Write custom kernel for svm in R

2019-09-16 09:22发布

问题:

I'm looking to use the svm() function of the e1071 package in R. I am new to this package and I was wondering if it is possible to write your own custom kernel callable in svm(). I see that there are several kernels pre-loaded, but I don't see a cosine similarity kernel, which is what I need.

Alternatively, is there another package in R allowing you to run SVM with cosine similarity kernel?

回答1:

The bad news is it is currently not supported in e1071. There was a discussion many years ago about it https://stat.ethz.ch/pipermail/r-help/2002-July/023299.html.

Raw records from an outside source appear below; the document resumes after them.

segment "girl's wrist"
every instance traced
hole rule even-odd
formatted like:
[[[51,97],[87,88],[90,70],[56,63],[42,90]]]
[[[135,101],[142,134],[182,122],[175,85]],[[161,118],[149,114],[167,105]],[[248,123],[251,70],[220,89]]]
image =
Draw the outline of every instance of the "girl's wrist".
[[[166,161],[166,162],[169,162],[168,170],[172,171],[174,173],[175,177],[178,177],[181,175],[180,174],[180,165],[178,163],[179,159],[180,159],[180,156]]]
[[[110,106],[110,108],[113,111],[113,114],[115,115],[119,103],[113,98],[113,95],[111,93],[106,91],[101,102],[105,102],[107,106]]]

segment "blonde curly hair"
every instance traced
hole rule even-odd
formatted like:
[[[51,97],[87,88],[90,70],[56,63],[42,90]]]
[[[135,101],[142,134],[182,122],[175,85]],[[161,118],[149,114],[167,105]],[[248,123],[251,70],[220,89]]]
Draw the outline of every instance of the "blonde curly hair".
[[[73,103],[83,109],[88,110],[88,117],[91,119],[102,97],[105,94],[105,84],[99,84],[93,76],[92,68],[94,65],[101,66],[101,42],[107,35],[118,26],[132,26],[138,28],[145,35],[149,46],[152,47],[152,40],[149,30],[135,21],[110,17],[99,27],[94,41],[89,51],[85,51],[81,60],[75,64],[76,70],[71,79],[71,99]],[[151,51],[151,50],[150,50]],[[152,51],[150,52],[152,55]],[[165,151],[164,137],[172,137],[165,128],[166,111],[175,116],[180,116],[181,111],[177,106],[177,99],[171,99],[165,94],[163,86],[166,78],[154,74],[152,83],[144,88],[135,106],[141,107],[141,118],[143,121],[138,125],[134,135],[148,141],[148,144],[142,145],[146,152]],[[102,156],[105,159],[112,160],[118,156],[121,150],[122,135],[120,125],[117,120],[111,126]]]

The good news is that cosine similarity kernel is defined as

K(x, y) = <x, y> / (||x|| ||y||) = <x / ||x||, y / ||y||>

so you do not have to implement a custom kernel, just normalize your data and run regular linear kernel SVM. In other words - compute (sample-wise) regular euclidean norms and divide each sample by its own norm. Then run linear SVM, the result is equivalent to running cosine kernel on raw data.

If you want to coduct research with customized machine learning models, R is probably not the way to go (as it is rather a tool for applying existing techniques than a well designed development system - if you want something custom in R you basically have to go to C++ level). Instead you might want to consider python and numerous libraries (such as scikit-learn + pykernels) which give you much more flexibility.